Dihedral angles.

If n is the number of sides of the base of the pyramid, then as n approaches infinity, the pyramid approaches the shape of a cone. A cone has smooth sides, and so the angle between the slant faces of the pyramid as it becomes more cone shaped approach 180 degrees. $\cos(180^{\circ})=-1$

Assume the diagram above is any $n$ -gonal pyramid.

Let $OP$ be the height $H$ of the pyramid, $\theta = \dfrac{2\pi}{n}$ , and $r$ be the radius of the $n$ -gon.

Let $E: (-r\cos(\theta), r\sin(\theta), 0)$ , $A: (-r\cos(\theta), -r\sin(\theta), 0)$ , $F: (-r,0,0)$ , $P: (0,0,H)$ .

$\vec{FP} = r\vec{i} + 0\vec{j} + H\vec{k} , \:\ \vec{EP} = r\cos(\theta)\vec{i} - r\sin(\theta)\vec{j} + H\vec{k}, \:\ \vec{AP} = r\cos(\theta)\vec{i} + r\sin(\theta)\vec{j} + H\vec{k}$

$\vec{u} = \vec{FP} \times \vec{EP} = Hr\sin(\theta)\vec{i} + Hr(\cos(\theta) - 1)\vec{j} - r^2\sin(\theta)$

$\vec{v} = \vec{FP} \times \vec{AP} = -Hr\sin(\theta)\vec{i} + Hr(\cos(\theta) - 1)\vec{j} + r^2\sin(\theta)$

$\vec{u} \cdot \vec{v} = -r^2 H^2\sin^2(\theta) + r^2 H^2(\cos(\theta) - 1)^2 - r^4\sin^2(\theta)$

$|\vec{u}| = |\vec{v}| \implies |\vec{u}| * |\vec{v}| = |\vec{u}|^2 = r^2 H^2 \sin^2(\theta) + r^2 H^2 (\cos(\theta) - 1)^2 + r^4\sin^2(\theta)$

$\implies \cos(\lambda) =$ $\dfrac{H^2(\sin^2(\theta) + (\cos(\theta) - 1)^2) - r^2\sin^2(\theta)}{H^2(\sin^2(\theta) + (\cos(\theta) - 1)^2) + r^2\sin^2(\theta)}$ .

After doing some very tedious simplifying we obtain:

$\cos(\lambda) = -\dfrac{(2h^2 + r^2)\cos(\theta) + r^2}{2h^2 + r^2 + r^2\cos(\theta)}$

$$

Let $BC = x$ be a side of the $n - gon$ , $AC = AB= r$ , $AD = h^*$ , and $\angle{BAD} = \dfrac{\pi}{n}$ .

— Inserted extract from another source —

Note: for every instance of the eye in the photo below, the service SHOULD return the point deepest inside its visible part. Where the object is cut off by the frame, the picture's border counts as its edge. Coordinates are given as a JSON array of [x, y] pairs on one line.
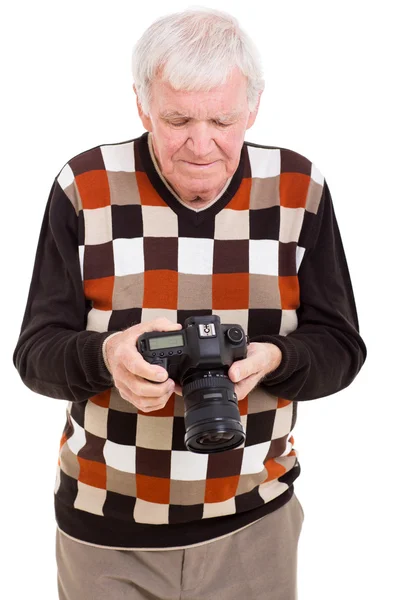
[[178, 123], [219, 124]]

$\dfrac{x}{2} = r \sin(\dfrac{\pi}{n}) \implies r = \dfrac{x}{2 \sin(\dfrac{\pi}{n})} \implies h^* = \dfrac{x}{2} \cot(\dfrac{\pi}{n}) \implies A_{\triangle{ABC}} = \dfrac{1}{4} \cot(\dfrac{\pi}{n}) x^2 \implies$

$A_{n - gon} = \dfrac{n}{4} \cot(\dfrac{\pi}{n}) x^2 \implies V_{p} = \dfrac{n}{12} \cot(\dfrac{\pi}{n}) x^2 H$

The volume of the sphere $V_{s} = \dfrac{4}{3} \pi R^3$

Let $H$ be the height of the given pyramid.

In the right triangle above: $AC = H - R, BC = \dfrac{x}{2 \sin(\dfrac{\pi}{n})}, AB = R \implies$

$R^2 = (H - R)^2 + \dfrac{x^2}{4} \csc^2(\dfrac{pi}{n}) \implies x^2 = 4H(2R - H) \sin^2(\dfrac{\pi}{n})$

$\implies V_{p}(H) = \dfrac{n}{6} \sin(\dfrac{2\pi}{n}) (2RH^2 - H^3) \implies$

$\dfrac{dV_{p}}{dH} = \dfrac{n}{6} \sin(\dfrac{2\pi}{n}) (H) (4R - 3H) = 0$ , $H \neq 0 \implies H = \dfrac{4R}{3} \implies x^2 = \dfrac{32}{9} \sin^2(\dfrac{\pi}{n}) R^2 \implies x = \dfrac{4 \sqrt{2}}{3} \sin(\dfrac{\pi}{n}) R$

$H = \dfrac{4R}{3}$ maximizes $V_{p}(H)$ since $\dfrac{d^2V_{p}}{dH^2}|_{(H = \dfrac{4R}{3})} =\dfrac{-2n}{3} \sin(\dfrac{\pi}{n}) R < 0$

$H = \dfrac{4R}{3}$ and $x^2 = \dfrac{32}{9} \sin^2(\dfrac{\pi}{n}) R^2$ .

From above $r = \dfrac{x}{2 \sin(\dfrac{\pi}{n})}$ $\implies r^2 =\dfrac{x^2}{4 \sin^2(\dfrac{\pi}{n})}.$

Using $\cos(\lambda) = -\dfrac{(2h^2 + r^2)\cos(\theta) + r^2}{2h^2 + r^2 + r^2\cos(\theta)}$ , where $\theta = \dfrac{2\pi}{n}$ and $H^2 = \dfrac{16 R^2}{9}$ and $x^2 = \dfrac{32}{9} \sin^2(\dfrac{\pi}{n}) R^2 \implies r^2 = \dfrac{8}{9} \implies$ $\cos(\lambda(n)) = -\dfrac{5\cos(\dfrac{2\pi}{n}) + 1}{5 + \cos(\dfrac{2\pi}{n})} \implies \lim_{n \rightarrow \infty} \cos(\lambda(n)) = \boxed{-1}.$